Integration with glue

[no-more]

Hello,

Sorry for this newbie question but I couldn't figure out how to register and configure this plugin with glue manifest. I don't know what to put in options, I don't even know it this is possible with glue?

Thanks.

[nelsonic]

@no-more great question, really sorry that is unclear from our Docs.
At present this plugin does not support glue out-of-the-box.
are you using glue in your project...?

(only one other person has requested glue support, so it has not yet been a priority for us...)

[vdeturckheim]

I don't see any straightforward way to do this using Glue.
The solution I use and recommend is to build a plugin around hapi-auth-jwt2.
Take a look at this repo: https://github.com/vdeturckheim/sticky_auth
I created a plugin around hapi-auth-basic to assess my needs.

[vdeturckheim]

@nelsonic a glue usage out of the box seems complicated to me. At least it will need a very careful design since everyone is using a different database or have different need (I decorate my auth objects with scopes for instance).
A solution I see would be to let the conf object accept the reference to a node module exposing the functions needed:

{
    "functionsHome": "myFcts"
}

with myFcts being a module exposing a validate function.
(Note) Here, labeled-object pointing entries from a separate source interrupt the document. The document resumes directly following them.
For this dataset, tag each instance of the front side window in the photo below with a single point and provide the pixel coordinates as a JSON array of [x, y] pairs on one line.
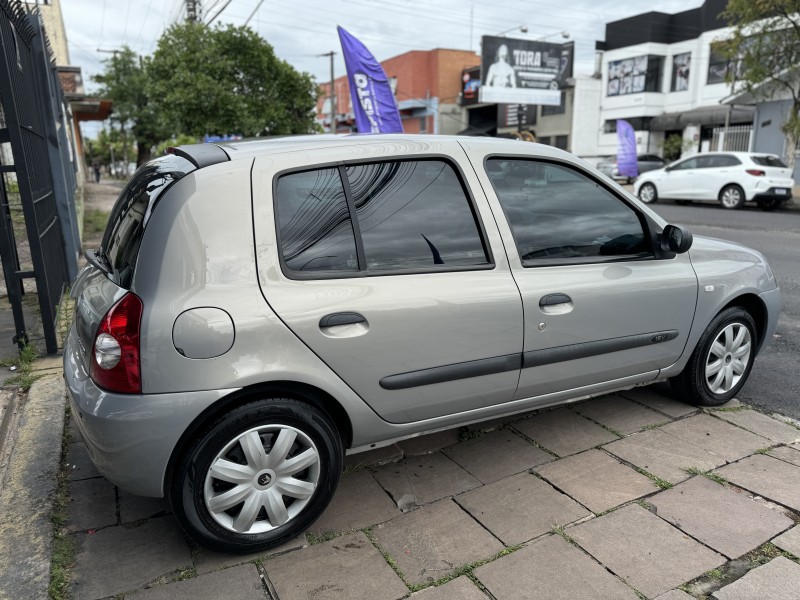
[[560, 216], [409, 215]]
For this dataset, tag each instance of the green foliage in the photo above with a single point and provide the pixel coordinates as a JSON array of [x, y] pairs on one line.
[[227, 80], [765, 51]]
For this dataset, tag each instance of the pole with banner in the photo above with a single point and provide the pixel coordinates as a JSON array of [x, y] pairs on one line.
[[627, 164], [373, 102]]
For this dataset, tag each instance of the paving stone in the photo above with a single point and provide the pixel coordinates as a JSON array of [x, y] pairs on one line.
[[597, 480], [520, 508], [647, 552], [496, 455], [550, 568], [789, 541], [93, 504], [460, 588], [431, 542], [762, 425], [767, 476], [379, 456], [779, 579], [425, 444], [730, 522], [660, 402], [787, 453], [662, 454], [206, 561], [563, 431], [347, 567], [242, 582], [718, 438], [121, 559], [675, 595], [422, 479], [619, 414], [358, 502], [133, 508], [79, 464]]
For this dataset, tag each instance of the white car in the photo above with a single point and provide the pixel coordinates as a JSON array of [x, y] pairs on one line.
[[732, 178]]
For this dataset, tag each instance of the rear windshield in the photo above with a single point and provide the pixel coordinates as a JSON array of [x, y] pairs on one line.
[[768, 161], [131, 212]]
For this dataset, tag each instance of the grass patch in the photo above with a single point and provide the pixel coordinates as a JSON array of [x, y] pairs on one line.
[[94, 221], [708, 475], [63, 557]]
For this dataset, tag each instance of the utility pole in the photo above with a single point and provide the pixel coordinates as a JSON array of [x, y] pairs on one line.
[[332, 94], [192, 15]]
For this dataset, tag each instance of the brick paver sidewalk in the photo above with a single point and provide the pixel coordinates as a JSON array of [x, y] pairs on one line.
[[626, 496]]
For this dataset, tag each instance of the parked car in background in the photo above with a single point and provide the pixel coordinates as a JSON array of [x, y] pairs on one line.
[[645, 162], [731, 178], [352, 291]]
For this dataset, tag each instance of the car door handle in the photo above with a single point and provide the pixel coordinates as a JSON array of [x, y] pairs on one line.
[[554, 299], [335, 319]]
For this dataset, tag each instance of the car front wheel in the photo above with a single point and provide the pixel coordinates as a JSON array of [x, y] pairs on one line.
[[721, 361], [731, 196], [259, 476], [648, 193]]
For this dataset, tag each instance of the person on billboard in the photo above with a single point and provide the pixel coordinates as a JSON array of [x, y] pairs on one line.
[[501, 73]]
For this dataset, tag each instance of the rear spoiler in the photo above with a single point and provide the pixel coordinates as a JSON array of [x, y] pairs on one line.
[[200, 155]]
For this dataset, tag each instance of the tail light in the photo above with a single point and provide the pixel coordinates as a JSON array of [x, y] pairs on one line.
[[115, 355]]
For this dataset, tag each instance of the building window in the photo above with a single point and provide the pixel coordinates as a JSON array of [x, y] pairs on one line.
[[558, 109], [681, 66], [635, 75]]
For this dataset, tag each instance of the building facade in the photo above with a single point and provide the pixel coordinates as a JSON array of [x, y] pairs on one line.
[[426, 88]]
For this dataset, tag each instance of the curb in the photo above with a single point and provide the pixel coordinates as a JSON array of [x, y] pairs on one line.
[[26, 500]]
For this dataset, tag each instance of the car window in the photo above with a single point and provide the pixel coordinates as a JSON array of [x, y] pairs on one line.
[[768, 161], [314, 226], [414, 214], [558, 215]]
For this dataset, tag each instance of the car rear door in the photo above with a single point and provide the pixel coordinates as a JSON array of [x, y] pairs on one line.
[[386, 262], [599, 306]]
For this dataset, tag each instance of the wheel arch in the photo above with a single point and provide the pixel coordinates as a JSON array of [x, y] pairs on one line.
[[302, 392]]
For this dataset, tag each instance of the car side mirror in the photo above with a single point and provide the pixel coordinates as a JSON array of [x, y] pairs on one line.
[[676, 238]]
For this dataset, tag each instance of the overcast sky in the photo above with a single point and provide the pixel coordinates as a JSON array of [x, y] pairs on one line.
[[301, 30]]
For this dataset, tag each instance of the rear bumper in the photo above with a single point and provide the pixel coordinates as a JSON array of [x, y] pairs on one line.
[[130, 438]]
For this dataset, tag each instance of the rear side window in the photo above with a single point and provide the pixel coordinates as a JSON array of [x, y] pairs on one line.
[[126, 225], [768, 161], [377, 218]]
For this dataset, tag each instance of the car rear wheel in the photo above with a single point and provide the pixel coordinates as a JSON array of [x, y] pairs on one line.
[[259, 476], [648, 193], [731, 196], [721, 361]]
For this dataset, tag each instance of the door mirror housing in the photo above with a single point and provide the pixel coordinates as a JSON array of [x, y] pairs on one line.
[[676, 239]]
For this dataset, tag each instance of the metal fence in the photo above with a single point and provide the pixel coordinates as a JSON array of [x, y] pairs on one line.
[[734, 138], [37, 256]]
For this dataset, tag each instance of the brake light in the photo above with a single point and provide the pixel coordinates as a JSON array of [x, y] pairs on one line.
[[115, 354]]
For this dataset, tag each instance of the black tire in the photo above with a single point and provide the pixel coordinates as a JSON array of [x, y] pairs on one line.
[[692, 384], [731, 197], [648, 193], [267, 419]]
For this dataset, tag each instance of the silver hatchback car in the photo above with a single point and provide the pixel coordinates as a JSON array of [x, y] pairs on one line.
[[257, 310]]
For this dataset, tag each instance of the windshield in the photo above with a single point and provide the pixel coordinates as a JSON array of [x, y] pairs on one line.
[[133, 209]]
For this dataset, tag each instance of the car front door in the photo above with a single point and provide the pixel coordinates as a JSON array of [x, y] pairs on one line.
[[599, 305], [392, 271]]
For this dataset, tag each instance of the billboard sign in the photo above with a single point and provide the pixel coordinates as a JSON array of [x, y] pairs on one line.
[[515, 71]]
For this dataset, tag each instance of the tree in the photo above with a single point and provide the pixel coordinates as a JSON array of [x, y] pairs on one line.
[[764, 52], [134, 111], [228, 80]]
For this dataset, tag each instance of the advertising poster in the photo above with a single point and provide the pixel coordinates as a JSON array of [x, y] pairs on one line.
[[518, 71]]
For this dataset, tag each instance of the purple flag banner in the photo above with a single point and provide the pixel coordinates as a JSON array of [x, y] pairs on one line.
[[373, 102], [627, 164]]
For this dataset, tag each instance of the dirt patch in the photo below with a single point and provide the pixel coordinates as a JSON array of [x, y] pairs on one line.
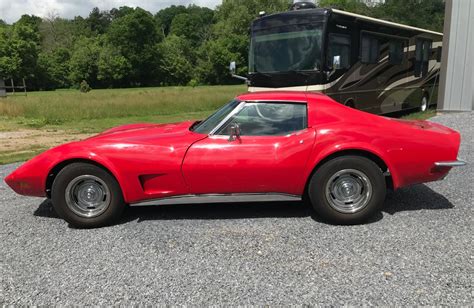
[[31, 140]]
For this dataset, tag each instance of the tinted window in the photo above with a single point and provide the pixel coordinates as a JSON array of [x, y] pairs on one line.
[[206, 126], [370, 49], [422, 56], [395, 55], [339, 51], [283, 49], [268, 119]]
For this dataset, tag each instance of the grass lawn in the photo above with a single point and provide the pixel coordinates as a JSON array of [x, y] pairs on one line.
[[31, 124]]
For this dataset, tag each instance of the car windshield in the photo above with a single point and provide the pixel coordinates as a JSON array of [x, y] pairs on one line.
[[284, 49], [206, 126]]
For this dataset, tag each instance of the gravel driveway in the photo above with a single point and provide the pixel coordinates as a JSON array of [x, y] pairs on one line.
[[418, 250]]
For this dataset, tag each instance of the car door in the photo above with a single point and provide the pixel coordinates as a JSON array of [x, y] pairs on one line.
[[268, 156]]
However I see 2 enhancements we could easely make here:

• let use redis out of the box (just provide access to instance)
• allow to drop the following lines in favor of configuration:

    server.auth.strategy('jwt', 'jwt',
    { key: 'NeverShareYourSecret',          // Never Share your secret key
      validateFunc: validate,            // validate function defined above
      verifyOptions: { algorithms: [ 'HS256' ] } // pick a strong algorithm
    });

    server.auth.default('jwt');

[no-more]

Hi,

thanks for your fast answers, yes I'm currently using glue and try to put every plugin configuration within it.
I'm building it with a manifest.js file which allow me to put stuff dynamically within it, but I'm not sure if it's possible to define function in the final manifest file.
I think, but I'm not sure, I've seen something like this somewhere but can't find it anymore.
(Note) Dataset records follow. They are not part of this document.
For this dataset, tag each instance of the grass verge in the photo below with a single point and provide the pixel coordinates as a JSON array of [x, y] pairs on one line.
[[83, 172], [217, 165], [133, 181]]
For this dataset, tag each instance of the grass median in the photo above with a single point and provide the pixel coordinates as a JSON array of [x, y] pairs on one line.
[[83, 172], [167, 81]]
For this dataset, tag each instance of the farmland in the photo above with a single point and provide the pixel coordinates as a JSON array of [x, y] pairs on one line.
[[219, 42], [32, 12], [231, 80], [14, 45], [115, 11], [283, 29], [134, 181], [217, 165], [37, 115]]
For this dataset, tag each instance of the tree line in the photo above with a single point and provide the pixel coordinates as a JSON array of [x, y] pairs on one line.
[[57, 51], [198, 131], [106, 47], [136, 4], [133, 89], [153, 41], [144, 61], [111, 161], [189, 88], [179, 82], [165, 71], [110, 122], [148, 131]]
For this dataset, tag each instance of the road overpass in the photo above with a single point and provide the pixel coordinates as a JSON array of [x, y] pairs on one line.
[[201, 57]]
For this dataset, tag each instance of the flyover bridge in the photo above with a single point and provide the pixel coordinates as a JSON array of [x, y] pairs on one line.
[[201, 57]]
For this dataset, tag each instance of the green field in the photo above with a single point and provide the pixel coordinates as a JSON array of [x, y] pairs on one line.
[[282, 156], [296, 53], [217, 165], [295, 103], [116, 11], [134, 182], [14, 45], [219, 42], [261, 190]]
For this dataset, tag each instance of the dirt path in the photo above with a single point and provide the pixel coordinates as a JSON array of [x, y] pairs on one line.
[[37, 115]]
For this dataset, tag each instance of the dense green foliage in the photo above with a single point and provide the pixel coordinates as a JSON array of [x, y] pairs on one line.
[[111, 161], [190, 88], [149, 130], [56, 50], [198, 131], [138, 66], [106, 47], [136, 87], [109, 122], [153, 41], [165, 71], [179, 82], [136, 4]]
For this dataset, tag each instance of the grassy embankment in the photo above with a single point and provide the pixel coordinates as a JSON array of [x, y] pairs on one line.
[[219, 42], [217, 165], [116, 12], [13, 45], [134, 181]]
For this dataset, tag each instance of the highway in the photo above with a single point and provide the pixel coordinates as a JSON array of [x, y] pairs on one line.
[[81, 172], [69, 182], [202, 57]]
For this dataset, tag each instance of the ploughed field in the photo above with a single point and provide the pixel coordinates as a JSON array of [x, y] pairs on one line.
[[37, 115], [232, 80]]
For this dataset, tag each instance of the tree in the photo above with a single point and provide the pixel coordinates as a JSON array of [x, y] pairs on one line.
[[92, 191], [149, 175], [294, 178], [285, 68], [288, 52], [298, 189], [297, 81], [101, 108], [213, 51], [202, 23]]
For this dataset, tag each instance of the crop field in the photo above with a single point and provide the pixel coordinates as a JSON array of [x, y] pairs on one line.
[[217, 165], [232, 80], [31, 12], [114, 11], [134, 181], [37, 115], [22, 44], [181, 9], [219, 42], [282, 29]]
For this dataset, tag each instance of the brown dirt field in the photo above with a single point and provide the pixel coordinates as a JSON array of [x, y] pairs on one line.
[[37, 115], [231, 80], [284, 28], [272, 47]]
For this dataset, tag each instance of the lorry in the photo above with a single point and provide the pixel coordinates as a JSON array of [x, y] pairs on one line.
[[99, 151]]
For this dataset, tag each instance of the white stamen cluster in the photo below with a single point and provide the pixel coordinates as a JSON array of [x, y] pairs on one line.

I'm quite new to nodejs & hapi, I'm just trying to build a boilerplate for my next project so I'm trying to find best practices, that's why I'm trying to use glue which seems to be the new way to do things in hapi.

Thanks.

[vdeturckheim]

The only time I've seen functions in manifest would be here https://github.com/hapijs/rejoice
There is a possibility for preConnections and preRegister method.
You can take a look at my sticky repos. I created them to show the use of Glue to @nelsonic actually ;)

[Miguel-Herrero]

Hi, I was considering using this plugin for my hapijs project, but as I'm using Glue and I read here that it's not supported, I don't know if I can plug it easily…

(I started using Glue because the official hapijs tutorial teaches to use it…)

[nelsonic]

@Miguel-Herrero glue is nice but fewer than 8% of Hapi projects use it...

[Miguel-Herrero]

Oh, I didn't know that @nelsonic Thanks for the info.
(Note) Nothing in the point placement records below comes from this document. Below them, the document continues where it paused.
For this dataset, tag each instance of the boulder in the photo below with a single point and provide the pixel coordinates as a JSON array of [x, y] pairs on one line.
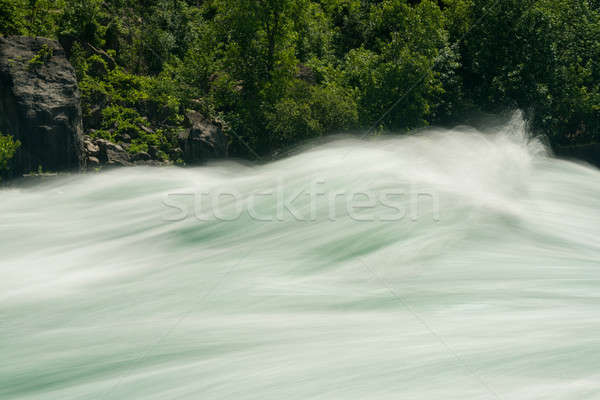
[[40, 104], [112, 154], [141, 156], [203, 139]]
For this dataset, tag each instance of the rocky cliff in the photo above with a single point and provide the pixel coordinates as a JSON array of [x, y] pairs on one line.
[[40, 104]]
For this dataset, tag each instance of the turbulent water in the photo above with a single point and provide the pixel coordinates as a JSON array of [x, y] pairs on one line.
[[452, 264]]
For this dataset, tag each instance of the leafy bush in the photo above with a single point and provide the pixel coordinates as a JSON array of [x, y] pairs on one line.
[[8, 148]]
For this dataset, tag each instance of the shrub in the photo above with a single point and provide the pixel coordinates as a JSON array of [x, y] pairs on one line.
[[8, 148]]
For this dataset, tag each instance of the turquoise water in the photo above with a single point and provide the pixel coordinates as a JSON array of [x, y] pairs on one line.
[[453, 264]]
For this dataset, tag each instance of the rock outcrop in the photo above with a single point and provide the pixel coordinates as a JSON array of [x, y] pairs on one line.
[[202, 139], [40, 104], [103, 152]]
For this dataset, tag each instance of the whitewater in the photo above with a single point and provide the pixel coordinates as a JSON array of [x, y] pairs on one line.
[[450, 264]]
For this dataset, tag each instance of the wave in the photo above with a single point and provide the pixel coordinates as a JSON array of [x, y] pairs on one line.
[[454, 264]]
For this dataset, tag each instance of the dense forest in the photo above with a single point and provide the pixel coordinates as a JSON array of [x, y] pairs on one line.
[[276, 72]]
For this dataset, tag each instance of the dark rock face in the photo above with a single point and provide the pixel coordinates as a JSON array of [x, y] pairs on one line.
[[203, 139], [40, 104], [102, 151]]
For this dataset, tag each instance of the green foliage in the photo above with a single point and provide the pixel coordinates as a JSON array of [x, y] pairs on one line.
[[8, 148], [281, 71], [43, 55], [11, 17]]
I guess a hapijs app is more configurable without Glue?

[nelsonic]

@Miguel-Herrero glue is a really nice way of composing your Hapi.js app.
Its just not used by that many apps/teams... I have been tempted to use it, but feel that I don't need an additional layer of abstraction when Hapi already allows me to write my app declaratively...
However, we could add glue support if more people request it...

[mikefrey]

I'd love to see glue support. We use rejoice which uses glue internally. It's a great way to force you to write everything in plugins, which in turn, forces you to design with modularity and maintainability in mind.

[avanslaars]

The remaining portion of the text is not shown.